Ecuador's 'Children of the Sea' Help to Save a Hummingbird
Over the last three years, 50 schoolchildren and 20 adults from the community of Las Tunas, along Ecuador's Pacific Coast, have collected and recycled more than 1 million plastic bottles. Their efforts are part of the "Children of the Sea" recycling program, which holds weekly beach clean-ups and aims to maintain a “zero waste zone” in the community.
The bottles are re-purposed into artisan crafts, such as handbags, and sold by a local women's group.
Community trash cleanup days have become a regular event around the 38-acre Ayampe Reserve, established in 2012 by Fundación Jocotoco with support from American Bird Conservancy. This reserve, along the Ayampe River on the coast, protects the most important known breeding site for the Esmeraldas Woodstar, a highly endangered hummingbird.

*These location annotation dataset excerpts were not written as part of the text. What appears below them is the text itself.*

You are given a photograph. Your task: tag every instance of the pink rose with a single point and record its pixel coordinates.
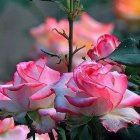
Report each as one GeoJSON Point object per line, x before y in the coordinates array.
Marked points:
{"type": "Point", "coordinates": [94, 90]}
{"type": "Point", "coordinates": [106, 44]}
{"type": "Point", "coordinates": [8, 130]}
{"type": "Point", "coordinates": [30, 90]}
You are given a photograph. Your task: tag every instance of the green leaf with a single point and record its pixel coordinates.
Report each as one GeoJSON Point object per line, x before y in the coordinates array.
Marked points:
{"type": "Point", "coordinates": [128, 53]}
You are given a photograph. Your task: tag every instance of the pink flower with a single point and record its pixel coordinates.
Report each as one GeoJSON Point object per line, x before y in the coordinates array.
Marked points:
{"type": "Point", "coordinates": [94, 90]}
{"type": "Point", "coordinates": [45, 136]}
{"type": "Point", "coordinates": [31, 91]}
{"type": "Point", "coordinates": [127, 9]}
{"type": "Point", "coordinates": [106, 44]}
{"type": "Point", "coordinates": [8, 130]}
{"type": "Point", "coordinates": [86, 32]}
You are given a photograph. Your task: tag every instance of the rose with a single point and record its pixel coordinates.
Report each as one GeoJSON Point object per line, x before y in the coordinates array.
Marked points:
{"type": "Point", "coordinates": [8, 130]}
{"type": "Point", "coordinates": [129, 9]}
{"type": "Point", "coordinates": [30, 91]}
{"type": "Point", "coordinates": [94, 90]}
{"type": "Point", "coordinates": [106, 44]}
{"type": "Point", "coordinates": [86, 32]}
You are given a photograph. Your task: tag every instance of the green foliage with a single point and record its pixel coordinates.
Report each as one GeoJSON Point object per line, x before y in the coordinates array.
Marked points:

The reserve's coastal forests and mangroves also host migratory Watch List species including Olive-sided Flycatcher, Marbled Godwit, and Lesser Yellowlegs.
Barely bigger than a bumblebee, the Esmeraldas Woodstar, known by locals as Estrellita, or "Little Star," is a striking bird. But fewer than 1,000 individuals are thought to remain, making conservation of this tiny hummingbird an urgent priority.
Like the Children of the Sea program, conservation efforts in this area involve local communities across several thousand acres of communal land to benefit the bird, the watershed, and the community.